- Supreme Court of the United States

Decided April 29, 1974
- Full case name: Procunier v. Martinez
- Citations: 416 U.S. 396 (more)

Holding
- It is unconstitutional to prohibit incarcerated people from corresponding with law students and paralegals regarding prison conditions and potential attorney–client relationships.

Court membership
- Chief Justice Warren E. Burger Associate Justices William O. Douglas · William J. Brennan Jr. Potter Stewart · Byron White Thurgood Marshall · Harry Blackmun Lewis F. Powell Jr. · William Rehnquist

Case opinions
- Majority: Powell
- Concurrence: Marshall, joined by Brennan; Douglas (Part II)
- Concurrence: Douglas (in judgment)

= Procunier v. Martinez =

Procunier v. Martinez, , was a United States Supreme Court case in which the court held that it is unconstitutional to prohibit incarcerated people from corresponding with law students and paralegals regarding prison conditions and potential attorney-client relationships.

==Background==

Incarcerated people, including Martinez, brought this class action challenging prison mail censorship regulations issued by the Director of the California Department of Corrections and the ban against the use of law students and legal paraprofessionals to conduct attorney-client interviews with incarcerated people. The mail censorship regulations, among other things, prohibited inmate correspondence that "unduly complain[ed]," "magnif[ied] grievances," "express[ed] inflammatory political, racial, religious or other views or beliefs," or contained matter deemed "defamatory" or "otherwise inappropriate."

The federal District Court held these regulations to be unconstitutional under the First Amendment, void for vagueness, and violations of the Fourteenth Amendment's guarantee of procedural due process. The court enjoined their continued enforcement. Further, the court required that an inmate be notified of the rejection of correspondence and that the author of the correspondence be allowed to protest the decision and secure review by a prison official other than the original censor.
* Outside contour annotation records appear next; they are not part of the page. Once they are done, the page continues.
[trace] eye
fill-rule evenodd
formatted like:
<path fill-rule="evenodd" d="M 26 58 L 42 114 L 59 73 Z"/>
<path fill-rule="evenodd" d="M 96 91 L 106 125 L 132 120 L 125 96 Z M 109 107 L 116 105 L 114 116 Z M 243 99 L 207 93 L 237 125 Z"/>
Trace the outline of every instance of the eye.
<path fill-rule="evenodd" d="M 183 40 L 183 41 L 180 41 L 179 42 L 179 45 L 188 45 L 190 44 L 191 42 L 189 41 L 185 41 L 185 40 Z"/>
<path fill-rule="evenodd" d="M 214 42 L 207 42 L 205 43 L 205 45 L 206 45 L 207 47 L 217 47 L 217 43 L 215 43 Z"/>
The District Court also held that the ban against the use of law students and legal paraprofessionals to conduct attorney-client interviews with incarcerated people abridged the right of access to the courts and enjoined its continued enforcement. The prison officials appealed, contending that the District Court should have abstained from deciding the constitutionality of the mail censorship regulations.

==Opinion of the court==

The Supreme Court issued an opinion on April 29, 1974.